Activities include service projects, such as raising money for humanitarian aid to the Darfur region of Sudan, and making short movies, called “machinima,” that are filmed on locations and movie sets on the Teen Grid.
But Second Life also offers challenges to educators, experts say. One is that the virtual environment is often affected by service slowdowns, which can wreak havoc on classes being conducted there.
Mr. Walsh predicted that school districts will use virtual worlds widely for classes only when they can host them on their own computer servers, for reasons both of performance and student safety and privacy.

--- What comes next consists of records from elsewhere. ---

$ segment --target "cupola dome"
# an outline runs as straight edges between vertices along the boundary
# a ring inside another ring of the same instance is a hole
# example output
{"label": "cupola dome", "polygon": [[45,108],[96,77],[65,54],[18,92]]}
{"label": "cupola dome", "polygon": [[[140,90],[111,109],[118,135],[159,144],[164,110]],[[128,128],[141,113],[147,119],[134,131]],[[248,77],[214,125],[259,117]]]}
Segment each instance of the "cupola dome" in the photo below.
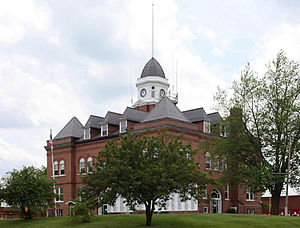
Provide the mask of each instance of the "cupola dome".
{"label": "cupola dome", "polygon": [[144,78],[147,76],[158,76],[158,77],[165,78],[165,73],[164,73],[162,67],[157,62],[157,60],[153,57],[145,65],[142,75],[141,75],[141,78]]}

Mr. Dede of Harvard contends that the high-fidelity imagery used by Second Life may appeal to adults, but that it is not needed for youngsters to enjoy using it, and yet it unnecessarily increases the technical demands on users’ computers and networks.
Another problem is the expense. “It costs a considerable amount of money to use Second Life, compared to using other [virtual world] shells that are not as well publicized,” Mr. Dede said.
A more fundamental problem, according to Mr. Dede, is the “basic belief of almost everyone working in Second Life, that, like Coca-Cola, everything goes better with it.” He said many features can be added to make Second Life and other virtual worlds more suitable for education: “I am convinced the potential is there, in terms of virtual worlds and game engines.”
For now, educators should proceed thoughtfully. “If you’re doing a lecture, there’s no reason to believe that listening to the lecture as an avatar in Second Life is any better than in the real world,” he said.